Николай Петрович промолчал. Ему становилось неуютно наедине с Натой. Скорей бы пришла Устинья.
- Я с собой семян разных привезла. Хоть и конец мая уже был, сам видишь, как хорошо цветы цветут. Я там все мечтала, что возле моего дома будет расти много-много цветов…
Ему постелили в мезонине. Ната жила в самой маленькой комнатке под лестницей - раньше в ней были прогнившие насквозь полы, и туда заходили редко, превратив комнату в чулан. Николай Петрович обратил внимание, что здесь настелили новые полы, пахнущие свежим деревом.
- Моя работа, - похвалилась Ната. - Я еще и балкон в мезонине починю, и лестницу. Вот только лес трудно достать…
Перед тем, как подняться к себе, Николай Петрович постучался к Нате.
Она лежала в кровати и читала толстую книжку без обложки. "Достоевский", - увидел Николай Петрович полустершиеся буквы на дореволюционном издании.
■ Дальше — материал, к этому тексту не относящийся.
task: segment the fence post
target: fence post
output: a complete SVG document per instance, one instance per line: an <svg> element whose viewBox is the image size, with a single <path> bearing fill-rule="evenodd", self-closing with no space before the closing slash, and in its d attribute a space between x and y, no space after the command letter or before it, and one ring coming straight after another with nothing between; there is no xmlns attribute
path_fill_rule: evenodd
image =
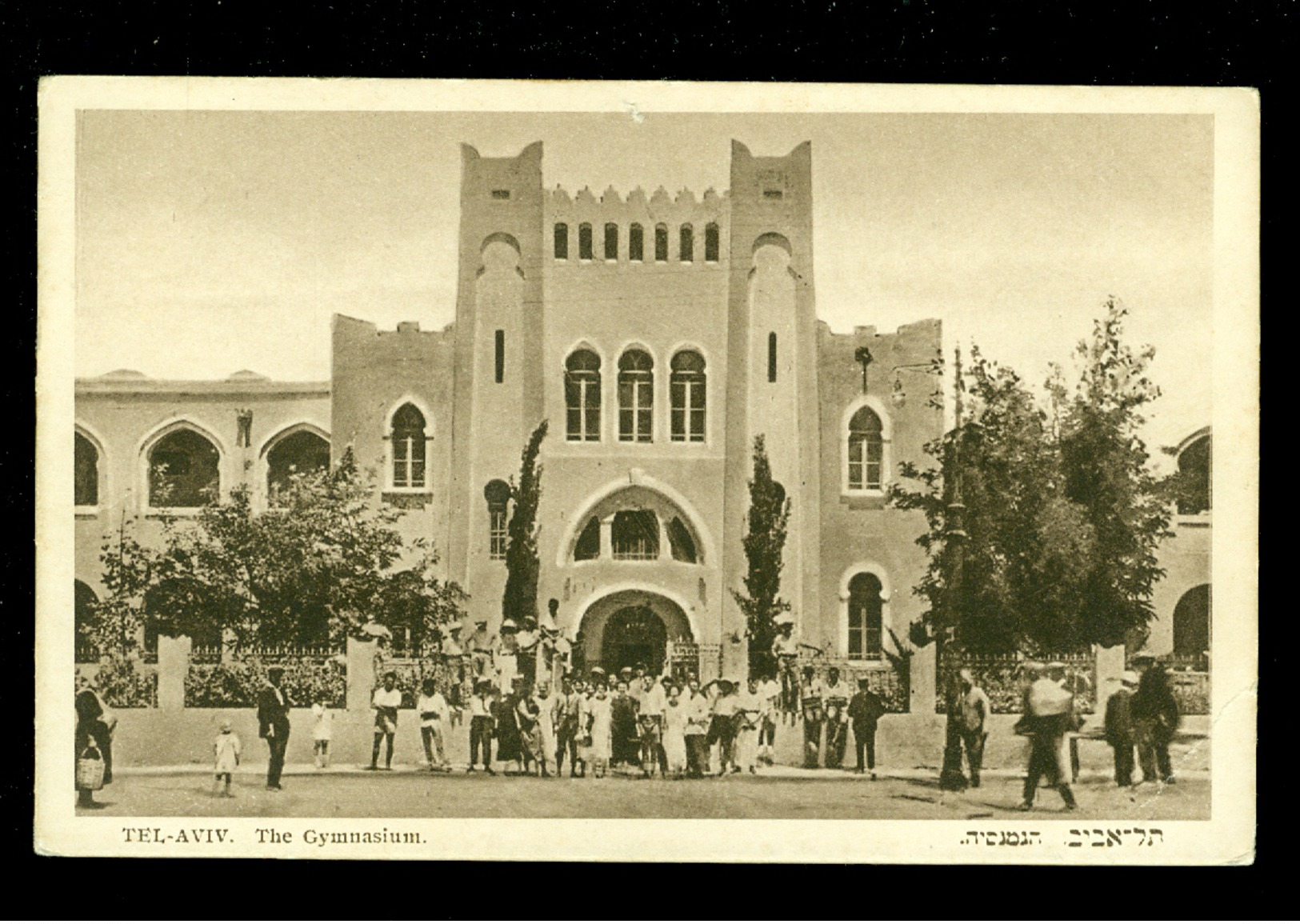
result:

Он никогда не читал Достоевского, хотя в тридцатые годы еще можно было достать его книги. Преподаватель, который вел в институте курс лекций по истории ВКП(б), называл Достоевского классовым врагом пролетариата.
- Я на минуту, - сказал Николай Петрович. - Я завтра рано уеду - у меня в районе совещание… - Он помялся. - Ты не знаешь, Агнесса не пыталась… разыскать меня?
- Она писала тебе на фронт - ей тетя Тася дала номер твоего почтового ящика. Ты не получал ее писем?
- Нет, - соврал Николай Петрович. Он хорошо помнил Агнессины письма - на каждой странице "благослови тебя Боже" и прочая ерундовина. Почта на передовую, как он знал, вся просматривалась. Как и в места заключения и поселения. Он сказал своему командиру, что к нему по ошибке попадают чужие письма. (К счастью, Агнесса в них ни разу не называла его по имени, а на конверте писала просто: Соломину. У них в полку был еще один Соломин, но он недавно подорвался на мине. Все так и решили - это пишет своему погибшему мужу еще ничего не ведающая жена.)
Он не знал, поверила ему Ната или нет. Спросил:
- А… тебе она ничего обо мне не писала?
- Нет. Ни строчки. Она говорила всем, что ее муж погиб на фронте. И фамилию сменила на твою. Но ты не бойся - Соломиных чуть ли не пол-страны. Хорошая у тебя фамилия, Николай Петрович, незаметная. Это моя так и лупит по глазам. Я вот что забыла тебе сказать… Не знаю, может быть, и не стоит тебе про это говорить, да все голос какой-то подсказывает: скажи, скажи. Сын у тебя есть, Николай Петрович. Большой уже. Красивый из себя мальчик. Умненький.
Николай Петрович так и сел на маленькую скамеечку, оперся спиной о холодное ржавое железо печки-буржуйки. И заплясало-запрыгало в голове. Сын… Этого еще ему не хватало… Он всегда хотел иметь сына… Что скажет Маша… Наверняка красивый мальчик… Уже, наверное, с характером… Мать его в тюрьме умерла. Как потянется ниточка…
- Где он? - выдавил из себя Николай Петрович.
- Под Мелитополем. У маминой матери. У нее хатка своя. Там еще девочка моей двоюродной сестры - ее саму на шахте током убило. Понимаешь, Николай Петрович, не могла я у бабушки остаться, хоть она и звала меня - туберкулез я в лагере заработала, а там детишки малые…
Николай Петрович вышел на ветхий балкончик, обрамленный шуршащими на ветру листьями акаций. Душно. Совсем нечем дышать, хоть лето на исходе. И сердце жмет. Наверное, пора носить в кармане валидол.